In both Oceania and the U.S, we are both told we are the strongest country of the world, but at the same time, a delicate tower of cards that will fall apart if the enemy of the week gets a foothold. Our leaders constantly contradict themselves to get what they want at the moment, and the exhausting mental gymnastics forced upon Trump supporters is similar to the life people must live in Oceania.
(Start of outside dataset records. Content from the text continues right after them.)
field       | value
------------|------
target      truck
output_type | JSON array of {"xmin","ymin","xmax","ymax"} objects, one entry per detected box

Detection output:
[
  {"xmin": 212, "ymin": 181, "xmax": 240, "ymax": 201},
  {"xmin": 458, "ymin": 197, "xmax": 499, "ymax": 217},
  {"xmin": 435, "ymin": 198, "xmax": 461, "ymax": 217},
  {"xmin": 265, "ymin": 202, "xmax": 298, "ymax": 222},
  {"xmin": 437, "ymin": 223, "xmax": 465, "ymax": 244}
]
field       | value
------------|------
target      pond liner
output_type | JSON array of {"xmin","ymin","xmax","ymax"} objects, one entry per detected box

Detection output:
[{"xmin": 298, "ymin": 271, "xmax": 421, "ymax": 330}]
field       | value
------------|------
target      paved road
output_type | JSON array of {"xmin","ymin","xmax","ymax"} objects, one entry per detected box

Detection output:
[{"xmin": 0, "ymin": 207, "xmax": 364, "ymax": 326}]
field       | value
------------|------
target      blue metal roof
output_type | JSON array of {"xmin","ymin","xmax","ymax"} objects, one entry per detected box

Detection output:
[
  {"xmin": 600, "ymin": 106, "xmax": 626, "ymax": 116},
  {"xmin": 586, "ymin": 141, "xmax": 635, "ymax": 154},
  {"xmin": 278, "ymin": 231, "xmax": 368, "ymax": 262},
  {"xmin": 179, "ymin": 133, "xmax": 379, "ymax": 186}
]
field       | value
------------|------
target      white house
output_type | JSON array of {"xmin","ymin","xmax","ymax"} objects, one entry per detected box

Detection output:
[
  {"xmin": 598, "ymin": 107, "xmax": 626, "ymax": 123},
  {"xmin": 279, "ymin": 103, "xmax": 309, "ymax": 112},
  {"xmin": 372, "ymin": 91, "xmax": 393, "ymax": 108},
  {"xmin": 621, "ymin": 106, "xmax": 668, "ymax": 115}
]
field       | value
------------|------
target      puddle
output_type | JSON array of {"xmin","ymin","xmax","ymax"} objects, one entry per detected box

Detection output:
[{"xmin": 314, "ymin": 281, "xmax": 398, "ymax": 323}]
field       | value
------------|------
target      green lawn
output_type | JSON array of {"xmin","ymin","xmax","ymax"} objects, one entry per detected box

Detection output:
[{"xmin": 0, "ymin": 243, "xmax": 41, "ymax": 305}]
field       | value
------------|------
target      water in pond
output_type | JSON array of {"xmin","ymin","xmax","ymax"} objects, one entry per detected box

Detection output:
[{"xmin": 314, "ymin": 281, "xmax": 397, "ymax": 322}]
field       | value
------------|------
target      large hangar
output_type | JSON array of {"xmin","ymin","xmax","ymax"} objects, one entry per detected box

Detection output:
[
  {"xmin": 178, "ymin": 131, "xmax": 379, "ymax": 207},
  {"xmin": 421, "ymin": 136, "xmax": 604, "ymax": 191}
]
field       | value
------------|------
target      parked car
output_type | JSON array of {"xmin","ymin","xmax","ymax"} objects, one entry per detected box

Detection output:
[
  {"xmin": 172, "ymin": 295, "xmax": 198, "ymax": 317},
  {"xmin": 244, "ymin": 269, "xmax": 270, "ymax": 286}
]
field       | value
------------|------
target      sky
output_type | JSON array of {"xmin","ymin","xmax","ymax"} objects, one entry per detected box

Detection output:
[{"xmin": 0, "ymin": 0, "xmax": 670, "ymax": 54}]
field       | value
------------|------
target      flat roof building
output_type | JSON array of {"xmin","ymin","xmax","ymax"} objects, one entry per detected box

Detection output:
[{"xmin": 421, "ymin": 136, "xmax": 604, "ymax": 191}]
The warning of 1984 is to not let objective reality become something easily changeable. “Reality is inside the skull,” says Party boss O’Brien to Winston. Every day Trump and other politicians push us to ignore our sense of reality more and more. Politicians typically used to put some effort into hiding lies, which doesn't seem to happen anymore. When emotion overcomes objective reality (the goal of“doublethink”), we will be unable to free ourselves from the current “priests of power”. When that time comes, war will be peace, freedom will be slavery, and ignorance will be strength.